The importance of the balance of power in the American constitution

 

I open my e-book on the booming American economy with an overview of the American constitution. This seems appropriate as it is a significant factor in the way America had always been managed in Washington as well as out in the different states, and it would become an essential factor in the way first Hoover and then Roosevelt responded to the crisis of the Great Depression, and indeed the way in which Republicans responded to the New Deal.

In liberal democracies, the balance of power is seen as critically important. It is a balance between the executive, i.e. the government, the legislature, and in America this means Congress, i.e. the House of Representatives and the Senate, and the judiciary which again, in America, includes the Supreme Court. Whilst in a federal system, like America’s, balance is also ensured in the relationship between the President, the head of the executive, and the states. I write about the balance of power in the e-book but I want to expand on it here to underline its significance.

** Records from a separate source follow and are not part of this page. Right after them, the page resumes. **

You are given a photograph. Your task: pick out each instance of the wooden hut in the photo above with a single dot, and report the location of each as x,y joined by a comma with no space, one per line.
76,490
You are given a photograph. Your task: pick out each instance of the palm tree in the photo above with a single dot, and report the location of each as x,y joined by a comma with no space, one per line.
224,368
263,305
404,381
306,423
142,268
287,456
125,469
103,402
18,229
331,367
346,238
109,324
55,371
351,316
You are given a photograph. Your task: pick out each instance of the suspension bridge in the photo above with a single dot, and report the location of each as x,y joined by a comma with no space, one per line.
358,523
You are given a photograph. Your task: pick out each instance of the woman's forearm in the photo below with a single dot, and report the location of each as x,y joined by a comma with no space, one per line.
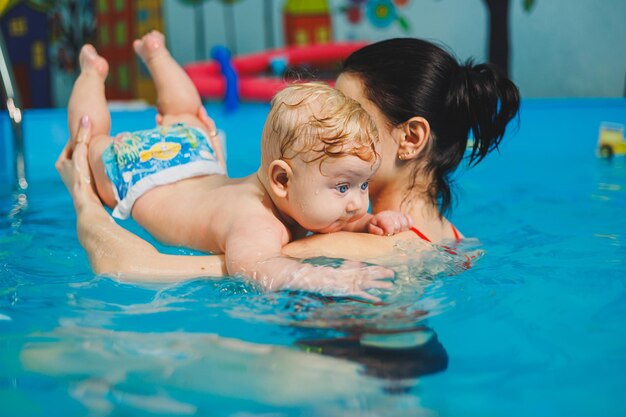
346,245
116,252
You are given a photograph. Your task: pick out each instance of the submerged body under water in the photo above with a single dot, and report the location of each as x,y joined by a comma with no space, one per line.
534,327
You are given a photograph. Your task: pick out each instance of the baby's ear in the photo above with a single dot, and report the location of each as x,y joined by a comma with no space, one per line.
279,175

American presidents can’t just do as they please, they have to get their laws through the legislature and because it is voted for differently: the President every four years, senators for six years but only one-third of them are elected every two years, and congressmen are elected every two years. This means that the balance between the two parties, the Democrats and the Republicans, is always changing across the three branches of federal government, whilst the individual states will add to the mix. It makes you wonder why anyone would want to be president!

Now we need to add the Supreme Court into the mix. It consists of nine judges who are appointed for life by the sitting president whenever a vacancy occurs (though they also need the Senate’s approval). The purpose of the Supreme Court is to ensure that new laws are constitutional as well as to provide the definitive interpretation of laws, and to offer adjudication if it is felt that the constitution has been broken.

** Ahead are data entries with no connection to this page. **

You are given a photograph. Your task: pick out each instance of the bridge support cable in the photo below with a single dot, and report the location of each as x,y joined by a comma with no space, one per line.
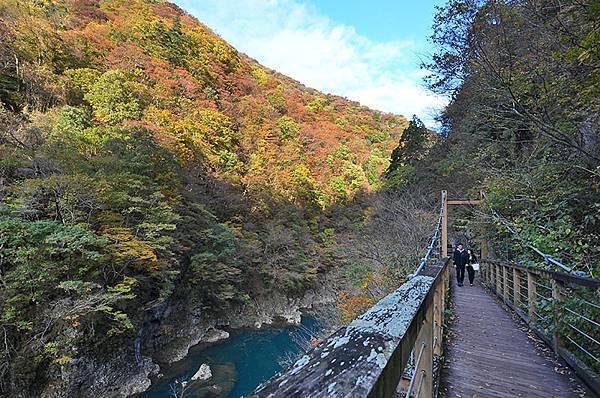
435,239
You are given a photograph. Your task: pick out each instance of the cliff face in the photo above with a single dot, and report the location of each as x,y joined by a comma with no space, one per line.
153,182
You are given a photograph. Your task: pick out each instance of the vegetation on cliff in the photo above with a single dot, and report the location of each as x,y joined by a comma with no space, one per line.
143,159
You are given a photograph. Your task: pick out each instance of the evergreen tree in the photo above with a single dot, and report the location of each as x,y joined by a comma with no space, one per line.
410,146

So, you can see that when a national crisis like the Great Depression hits, Democrats and Republicans will respond to that crisis in different ways and it depends who is President but it also depends on the political make-up of the House of Representatives and the Senate as to the room for manoeuvre that the president will have. And if he steps on the toes of a particular state (and they mirror the federal government in that they have an executive, a governor, as well as an Upper House and a Lower House constituting their legislature, and their own Supreme Court) well, anything could happen, again depending on the political make-up of those states. And then there’s the Supreme Court in Washington. Again, you wonder why anyone would want to be president!

Now you are not studying the American constitution, at least not on this IGCSE History course, but I think all this is interesting to know, and if you take nothing else away you will at least be aware that in responding to the economic crisis facing America in the 1930s, their presidents had to tread both determinedly and very, very carefully.